Sri Lanka removed from UN child conflict blacklist

Nearly 1,400 children recruited to fight in Sri Lanka's civil war are still missingSri Lanka has been removed from a United Nations blacklist after making progress in child welfare.

The UN’s annual report, Children and Armed Conflict, praised the country’s efforts to improve health and education and to trace missing children.

The whereabouts of almost 1,400 children who were recruited to fight in Sri Lanka’s civil war is unknown.

UN Secretary General Ban Ki-moon said Sri Lanka had made serious efforts to trace those children.

He said this was the reason the country had been removed from the UN’s list.

Sri Lanka was also praised by a Unicef board member, who said the government’s efforts to distribute money for vaccinations and schooling during the war "amazing".

He also said the country now had some of the best child-health indicators in the region.

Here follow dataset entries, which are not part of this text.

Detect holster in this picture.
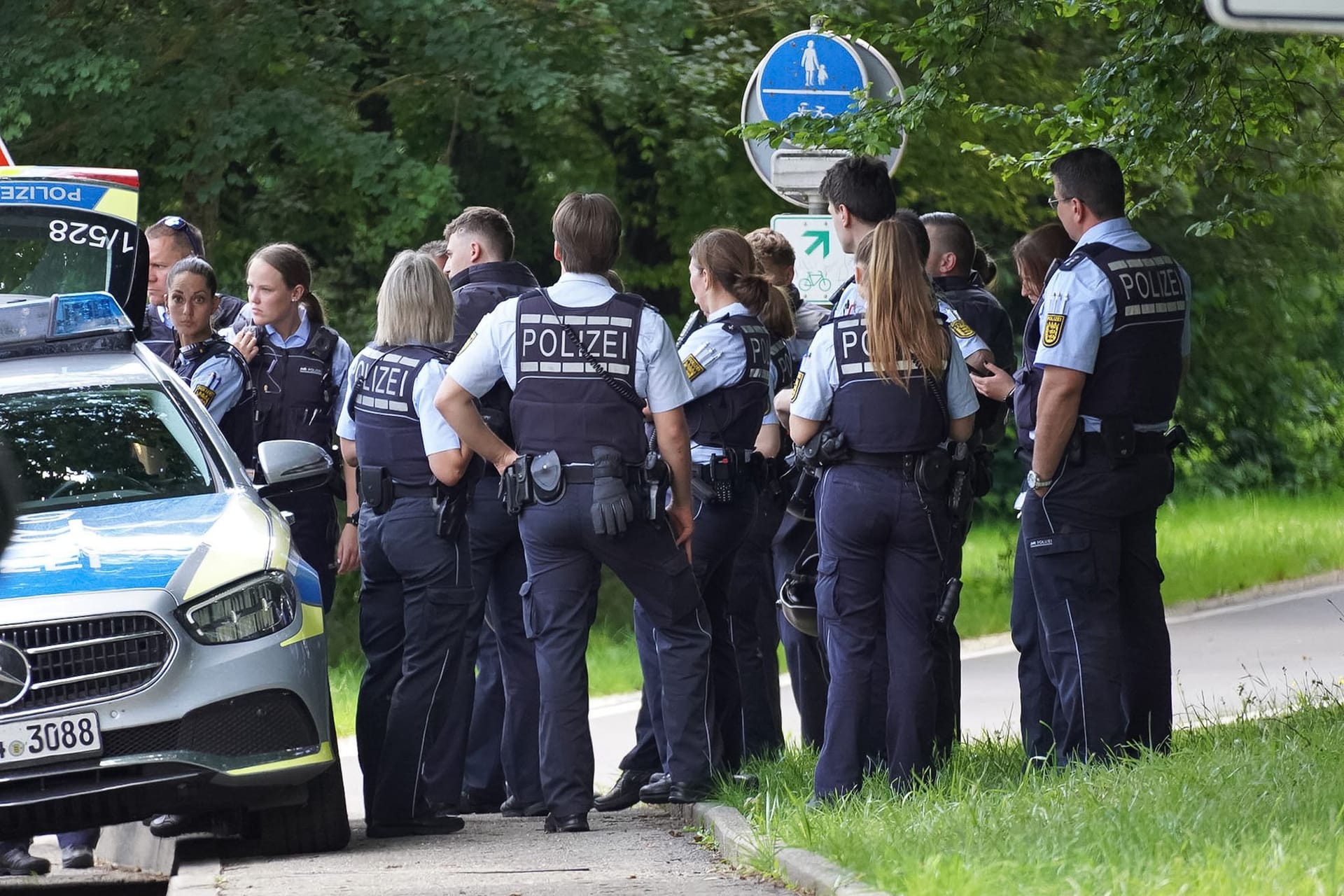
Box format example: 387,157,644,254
631,451,672,523
527,451,564,504
359,466,394,514
500,454,536,516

Sri Lanka’s civil war came to an end in 2009, after 26 years of conflict and up to 100,000 casualties as Tamils fought for for self-rule.

The BBC’s Charles Haviland in Sri Lanka says the country was once notorious for using children in conflict.

It is estimated about 7,000 children were recruited to fight for the Tamil Tigers alone, he says.

Investigations by Sri Lanka’s National Child Protection Agency aimed at tracing 1,400 of these children still missing are ongoing.

Mr Ban said the military had vacated a number of schools it had been occupying, but said he was concerned that 15 facilities were still being used by security forces.

Fifty-two countries are named on the UN’s blacklist, with Syria, Yemen and Sudan among the most recent additions.

The report on Syria listed incidents of the torture and killing of children, as well as the use of children in conflict.